Gestational Diabetes Explained
With November being National Diabetes Month, we wanted to take the opportunity to talk about Gestational Diabetes Mellitus (GDM), a condition that affects 2-10% of all pregnancies in the United States annually, according to the CDC. GDM is a condition in which too much glucose (sugar) stays in the blood rather than being used for energy during pregnancy. Hormonal changes due to pregnancy can impact insulin levels, leading to GDM.
How long does gestational diabetes last?
GDM goes away after childbirth, but women who develop this condition have a higher risk for developing diabetes later in life. However, women who have undiagnosed diabetes prior to the pregnancy may continue to be diabetic after childbirth.
How is gestational diabetes screened?
Between weeks 24 and 28 of pregnancy, women are screened for GDM using the glucose challenge test. For this test, patients come into the office in the morning to drink a sugary solution. About an hour later, their blood is drawn to assess blood glucose levels.
Who is at risk for developing GDM?
Several risk factors are linked to GDM. This condition can also occur in women who have no risk factors, but is more likely in women who are overweight, physically inactive, have previously been diagnosed with GDM, had a very large baby in a previous pregnancy (9.5 pounds or more), have high blood pressure, have a history of heart disease and/or have polycystic ovary syndrome.
How can GDM impact a pregnant woman and her pregnancy?
GDM can lead to a larger baby (9.5 pounds or more) due to higher levels of sugar being passed to the fetus during pregnancy. This can cause an increase in the baby’s blood sugar, insulin and growth hormone, which causes increased fat deposition. A larger fetus can lead to certain delivery complications and ramifications, including labor difficulties, cesarean delivery, heavy bleeding after delivery and severe tearing during a vaginal birth. GDM can also increase a woman’s risk for developing other problematic conditions during pregnancy, including high blood pressure and preeclampsia.
How is GDM managed during pregnancy?
GDM is managed through more frequent doctor appointments, blood sugar tracking, healthy eating and regular exercise. Sometimes medications are also recommended for controlling blood sugar.
Does GDM affect the baby?
As we discussed above, GDM can lead to larger fetuses.
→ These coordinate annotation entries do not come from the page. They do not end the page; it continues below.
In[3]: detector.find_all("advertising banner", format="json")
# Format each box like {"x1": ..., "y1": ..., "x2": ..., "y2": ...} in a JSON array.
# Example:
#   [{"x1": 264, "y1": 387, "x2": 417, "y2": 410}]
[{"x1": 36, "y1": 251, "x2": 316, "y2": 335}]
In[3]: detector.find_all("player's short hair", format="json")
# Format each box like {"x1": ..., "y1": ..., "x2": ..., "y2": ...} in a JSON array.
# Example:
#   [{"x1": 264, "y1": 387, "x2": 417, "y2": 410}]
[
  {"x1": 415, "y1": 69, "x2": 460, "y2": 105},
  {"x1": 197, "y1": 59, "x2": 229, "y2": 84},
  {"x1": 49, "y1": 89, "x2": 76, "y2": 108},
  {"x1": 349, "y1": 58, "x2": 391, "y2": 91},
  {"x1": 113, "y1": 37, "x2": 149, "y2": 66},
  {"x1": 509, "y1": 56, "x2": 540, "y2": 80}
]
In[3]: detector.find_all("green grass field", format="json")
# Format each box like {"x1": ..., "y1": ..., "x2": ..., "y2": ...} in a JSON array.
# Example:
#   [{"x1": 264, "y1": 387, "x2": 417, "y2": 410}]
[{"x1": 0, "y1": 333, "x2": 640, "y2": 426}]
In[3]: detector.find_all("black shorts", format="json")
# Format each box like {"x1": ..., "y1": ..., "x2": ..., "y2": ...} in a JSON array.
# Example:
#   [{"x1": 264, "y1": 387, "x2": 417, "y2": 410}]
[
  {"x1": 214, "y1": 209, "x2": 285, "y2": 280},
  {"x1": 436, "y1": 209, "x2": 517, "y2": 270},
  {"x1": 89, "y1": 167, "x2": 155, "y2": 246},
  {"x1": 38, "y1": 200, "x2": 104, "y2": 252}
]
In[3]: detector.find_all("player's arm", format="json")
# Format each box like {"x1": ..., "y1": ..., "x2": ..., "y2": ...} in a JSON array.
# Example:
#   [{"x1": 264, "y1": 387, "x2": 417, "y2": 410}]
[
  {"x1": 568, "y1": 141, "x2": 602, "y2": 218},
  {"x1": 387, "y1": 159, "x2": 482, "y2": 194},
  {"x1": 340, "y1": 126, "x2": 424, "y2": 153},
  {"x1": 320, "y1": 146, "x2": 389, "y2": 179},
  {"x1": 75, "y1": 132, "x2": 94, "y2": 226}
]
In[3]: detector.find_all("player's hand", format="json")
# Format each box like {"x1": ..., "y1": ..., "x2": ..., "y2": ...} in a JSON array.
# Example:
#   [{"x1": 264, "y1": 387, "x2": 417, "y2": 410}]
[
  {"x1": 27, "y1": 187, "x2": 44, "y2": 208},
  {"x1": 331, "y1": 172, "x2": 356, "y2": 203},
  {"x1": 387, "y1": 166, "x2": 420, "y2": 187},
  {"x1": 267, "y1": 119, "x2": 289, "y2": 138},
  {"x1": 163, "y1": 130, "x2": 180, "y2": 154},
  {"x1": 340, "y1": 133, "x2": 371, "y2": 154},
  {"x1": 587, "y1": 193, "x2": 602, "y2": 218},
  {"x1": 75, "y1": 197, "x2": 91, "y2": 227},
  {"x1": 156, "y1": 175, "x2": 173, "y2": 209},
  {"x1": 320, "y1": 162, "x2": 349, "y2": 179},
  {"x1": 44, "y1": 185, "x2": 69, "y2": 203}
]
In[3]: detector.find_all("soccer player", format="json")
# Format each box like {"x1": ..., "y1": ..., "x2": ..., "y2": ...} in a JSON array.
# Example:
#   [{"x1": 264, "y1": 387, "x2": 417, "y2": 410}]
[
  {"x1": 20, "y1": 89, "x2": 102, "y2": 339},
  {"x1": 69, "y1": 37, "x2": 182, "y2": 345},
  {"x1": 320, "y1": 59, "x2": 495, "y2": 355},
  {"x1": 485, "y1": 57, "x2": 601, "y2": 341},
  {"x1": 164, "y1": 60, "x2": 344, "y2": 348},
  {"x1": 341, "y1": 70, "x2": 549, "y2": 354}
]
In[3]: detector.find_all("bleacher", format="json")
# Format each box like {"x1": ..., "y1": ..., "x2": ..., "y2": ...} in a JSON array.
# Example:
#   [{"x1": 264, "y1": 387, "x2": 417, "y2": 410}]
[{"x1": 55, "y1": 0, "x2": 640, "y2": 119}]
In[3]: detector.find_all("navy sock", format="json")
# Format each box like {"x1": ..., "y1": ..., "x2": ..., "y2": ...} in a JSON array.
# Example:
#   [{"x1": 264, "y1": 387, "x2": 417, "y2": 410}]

There are several risks associated with delivering babies that weigh 9.5 pounds or more. A shoulder dystocia can lead to a fracture of a baby’s arm or shoulder during delivery, and more concerning, can lead to a nerve injury. (There is actually a 10 times greater risk of a clavicle fracture (shoulder bone breaking) and a 20 times greater risk of nerve injury if a baby weighs more than 9.5 pounds at birth.) Larger babies also have a higher chance of blood sugar problems in the first few days of life and require multiple glucose evaluations with bloodwork. In addition, there is a higher chance of admission to the neonatal intensive care unit. Larger babies also have a lifetime greater risk for obesity.
Please know, when we monitor your weight, ask about your exercise routine and nutrition habits, and require a GDM test during your pregnancy, it’s because we care about you and your baby and want what is best for you. We know this is a sensitive topic for women (after all, many of our doctors are women, too!). But, it is our job to ensure your pregnancy and delivery process are optimized and risks are minimized.